Closed EmbGangsta closed 11 months ago

EmbGangsta commented 1 year ago

Hi,

I am evaluating jSerialComm on a project that was using JSSC. I am still facing the same issue after some moments with JSSC or JSerialComm : the writeBytes method seems to be unable to send data or anyway I am not receving data anymore and then com port seems to be stalled. If I restart my application open of com ports doesnt work and I have to unplug/plug the USB cable to make it working again ...

I am wondering if it's not coming from the USB driver itself ... this is a COM port emulated over USB on a PC connected to an NRF52840 board.

Anyway I was wondering when I call the getLastError() and getLastErrorLocation() methods, how to make the relationship with some existing error code table (where is it ?) and the line of code (in C or Java code ???)

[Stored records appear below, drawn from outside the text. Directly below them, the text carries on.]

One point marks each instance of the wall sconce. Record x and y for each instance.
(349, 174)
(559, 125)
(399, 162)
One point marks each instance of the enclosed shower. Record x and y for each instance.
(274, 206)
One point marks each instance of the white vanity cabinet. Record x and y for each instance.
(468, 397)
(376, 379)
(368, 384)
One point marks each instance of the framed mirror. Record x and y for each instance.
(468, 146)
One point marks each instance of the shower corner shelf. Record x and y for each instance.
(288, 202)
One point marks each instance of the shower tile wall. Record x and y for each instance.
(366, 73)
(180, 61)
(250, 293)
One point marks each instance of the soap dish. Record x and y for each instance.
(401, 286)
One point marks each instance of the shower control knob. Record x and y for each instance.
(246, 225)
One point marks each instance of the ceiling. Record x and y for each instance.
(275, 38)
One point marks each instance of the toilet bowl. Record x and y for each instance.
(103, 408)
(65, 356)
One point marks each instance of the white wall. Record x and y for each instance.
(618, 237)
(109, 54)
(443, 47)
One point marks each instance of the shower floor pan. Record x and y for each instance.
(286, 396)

For example in my problem I am facing, I am no longer able to write data with writeBytes() method and I see the error code = 121 and location is 1201.

Please advice

hedgecrw commented 1 year ago

The getLastError() and getLastErrorLocation() methods are used to retrieve the underlying cause and location of an error which might vary between different operating systems, architectures, and distributions. You would use the result of the getLastErrorLocation() call to locate the place where the native code is failing in either src/main/c/Posix/SerialPort_Posix.c or `src/main/c/Windows/SerialPort_Windows.c, depending on your OS.

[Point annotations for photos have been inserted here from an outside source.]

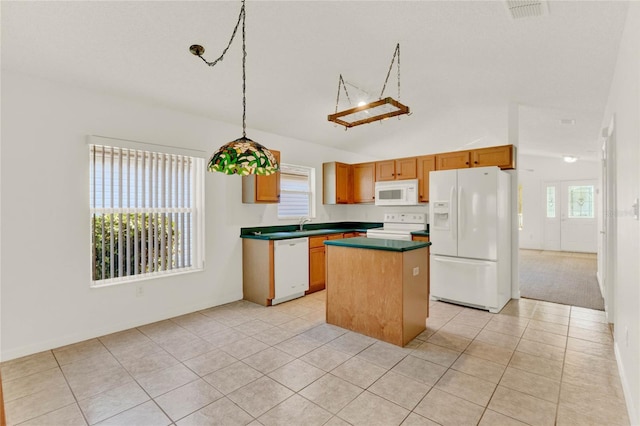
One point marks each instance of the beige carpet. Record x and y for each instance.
(560, 277)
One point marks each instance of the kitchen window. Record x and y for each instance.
(296, 191)
(146, 213)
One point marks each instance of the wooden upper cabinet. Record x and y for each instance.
(364, 181)
(403, 168)
(453, 160)
(262, 189)
(385, 170)
(501, 156)
(406, 168)
(337, 179)
(344, 183)
(426, 164)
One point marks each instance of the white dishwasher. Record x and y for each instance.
(291, 269)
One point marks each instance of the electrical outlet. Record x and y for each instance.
(626, 336)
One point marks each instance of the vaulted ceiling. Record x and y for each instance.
(462, 64)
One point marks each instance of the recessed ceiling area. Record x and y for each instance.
(463, 63)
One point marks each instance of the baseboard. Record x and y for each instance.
(69, 339)
(632, 409)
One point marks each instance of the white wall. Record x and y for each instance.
(44, 271)
(624, 105)
(533, 172)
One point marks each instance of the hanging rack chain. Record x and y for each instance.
(235, 30)
(396, 52)
(341, 84)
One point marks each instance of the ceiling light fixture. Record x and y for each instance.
(241, 156)
(372, 111)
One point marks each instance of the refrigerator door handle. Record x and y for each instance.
(452, 195)
(460, 212)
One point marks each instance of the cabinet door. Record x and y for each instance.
(343, 183)
(453, 160)
(364, 177)
(317, 241)
(316, 269)
(268, 187)
(385, 170)
(406, 168)
(501, 156)
(426, 164)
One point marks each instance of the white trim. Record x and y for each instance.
(143, 277)
(632, 409)
(144, 146)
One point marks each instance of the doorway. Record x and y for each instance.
(570, 222)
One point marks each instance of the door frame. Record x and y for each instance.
(607, 276)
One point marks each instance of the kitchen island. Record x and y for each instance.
(378, 287)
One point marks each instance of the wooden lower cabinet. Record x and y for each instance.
(258, 277)
(426, 240)
(317, 272)
(378, 293)
(316, 269)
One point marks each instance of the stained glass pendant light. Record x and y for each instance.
(378, 110)
(241, 156)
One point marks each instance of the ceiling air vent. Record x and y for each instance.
(526, 8)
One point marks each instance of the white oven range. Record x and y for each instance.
(399, 226)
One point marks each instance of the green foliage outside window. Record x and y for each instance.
(138, 240)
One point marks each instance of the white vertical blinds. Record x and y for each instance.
(146, 213)
(295, 191)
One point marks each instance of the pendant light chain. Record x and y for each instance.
(243, 15)
(233, 35)
(395, 53)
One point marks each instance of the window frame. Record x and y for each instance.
(286, 168)
(195, 209)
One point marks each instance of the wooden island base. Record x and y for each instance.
(382, 294)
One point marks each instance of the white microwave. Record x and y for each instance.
(397, 193)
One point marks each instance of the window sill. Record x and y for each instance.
(138, 278)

Once you've identified the function causing the error, you can use the getLastError() result to look up the native error code and tie it to the function that threw the error.

Based on the error location you posted, I'm assuming you're using Windows, since the Posix source code doesn't have a line 1201. Error code 121 for this function means "ERROR_SEM_TIMEOUT" (semaphore timeout period has expired). Some quick Googling comes up with a few results (such as https://github.com/serialport/node-serialport/issues/781). Sounds like maybe it's solvable by playing with write timeouts?

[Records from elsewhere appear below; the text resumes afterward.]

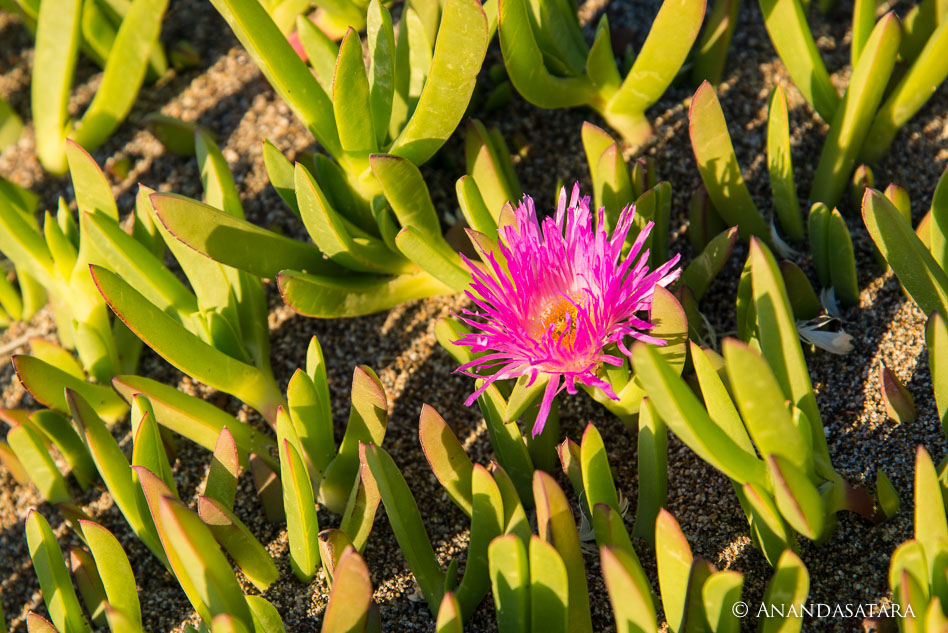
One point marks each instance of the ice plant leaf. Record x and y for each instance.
(717, 163)
(924, 280)
(576, 295)
(403, 514)
(50, 569)
(447, 458)
(46, 382)
(556, 526)
(852, 118)
(234, 241)
(29, 449)
(509, 575)
(788, 587)
(350, 597)
(791, 36)
(549, 589)
(194, 418)
(114, 569)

EmbGangsta commented 11 months ago

Hi,

I reproduced the problem and it seems the C code on Windows side is there with getLastErrorCode = 121 (ERROR_SEM_TIMEOUT) :

Error is either on first or second test when attempt to write bytes to serial port : // Write to the serial port BOOL result; DWORD numBytesWritten = 0; if (((result = WriteFile(port->handle, writeBuffer + offset, bytesToWrite, NULL, &overlappedStruct)) == FALSE) && (GetLastError() != ERROR_IO_PENDING)) { port->errorLineNumber = LINE - 2; port->errorNumber = GetLastError(); } else if ((result = GetOverlappedResult(port->handle, &overlappedStruct, &numBytesWritten, TRUE)) == FALSE) { port->errorLineNumber = LINE - 2; port->errorNumber = GetLastError(); }

hedgecrw commented 11 months ago

If you are not using write timeouts (i.e., specifying TIMEOUT_WRITE_BLOCKING and a non-0 write timeout in setComPortTimeouts()), then this error indicates that whatever data you are trying to write is overflowing the underlying buffer in the device driver (which we don't have direct access to). In other words, you are writing more quickly than your receiving device is reading.

Two things to try:

  1. Specify a blocking write timeout so that your writeBytes() call doesn't return until the bytes have actually been written, and/or
  2. Try to write your data in smaller chunks (you might be trying to write more data than the underlying buffer can hold).
hedgecrw commented 11 months ago

I just saw this is the same user/issue as #536. Closing this thread, as the title is not related to the issue. Refer to #536 for continued discussions.